The Shakespeare Cento contest was organized on Twitter by a group of Shakespeare enthusiasts called @HollowCrownFans. The group, which is just about to celebrate its one-year anniversary, was originally set up in response to the BBC’s Hollow Crown series (which you might have spotted in the video above, or read about on BloggingShakespeare last year as part of its Year of Shakespeare project).
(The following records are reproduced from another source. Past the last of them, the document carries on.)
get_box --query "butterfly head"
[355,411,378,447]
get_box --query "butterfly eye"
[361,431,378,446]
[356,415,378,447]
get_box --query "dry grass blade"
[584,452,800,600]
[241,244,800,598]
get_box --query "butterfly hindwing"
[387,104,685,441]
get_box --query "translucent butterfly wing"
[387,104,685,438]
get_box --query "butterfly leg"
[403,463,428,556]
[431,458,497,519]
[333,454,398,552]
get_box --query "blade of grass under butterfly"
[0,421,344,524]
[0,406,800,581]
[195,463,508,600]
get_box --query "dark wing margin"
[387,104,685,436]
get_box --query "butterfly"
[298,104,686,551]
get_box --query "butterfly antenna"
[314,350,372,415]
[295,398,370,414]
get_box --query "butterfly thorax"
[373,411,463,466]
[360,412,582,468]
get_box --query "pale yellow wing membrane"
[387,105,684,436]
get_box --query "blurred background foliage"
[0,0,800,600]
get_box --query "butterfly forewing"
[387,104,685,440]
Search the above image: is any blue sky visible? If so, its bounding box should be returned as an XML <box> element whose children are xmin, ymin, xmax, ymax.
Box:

Since its inception the group has grown to over 2,700 members spread across the world – every continent, they tell me, barring Antarctica (any readers in the South Pole out there??).

The group is a fun and lively community – in addition to creating a space in which members can share their enthusiasm for Shakespeare, the Hollow Crown series, and, let’s be real here, the actor Tom Hiddleston – they have established a weekly event called #ShakespeareSunday, in which Tweeters the world over send in their favourite Shakespeare quotes related to the week’s theme (recent themes have included soldiers and battles, coronations, and a series of beloved Shakespearean actors).

They estimate they get about 500-600 tweets each Sunday bearing the fruits of Shakespeare’s poetry – you don’t have to be a member to participate, so if you’re on Twitter consider sending them one of your favourite lines next Sunday.

When I asked the group’s two organizers, who are based in the UK and the US, about their reasons for creating @HollowCrownFans, they replied, ‘We like to think we are bringing Shakespeare into pop culture to show new and existing audiences alike that the Bard is for everyone and has a place in the modern world.’ Part of this has been about inspiring people to use Shakespeare to create their own works of art – which is where the Cento contest comes in.

Back in April @HollowCrownFans invited members to write their own poems using lines from Shakespeare. In the end they received thirty entries, from which I chose three winners. They were all wonderful in their own way – it was great to see how inventive writers were with Shakespeare’s lines, honouring their original meanings but also making them their own.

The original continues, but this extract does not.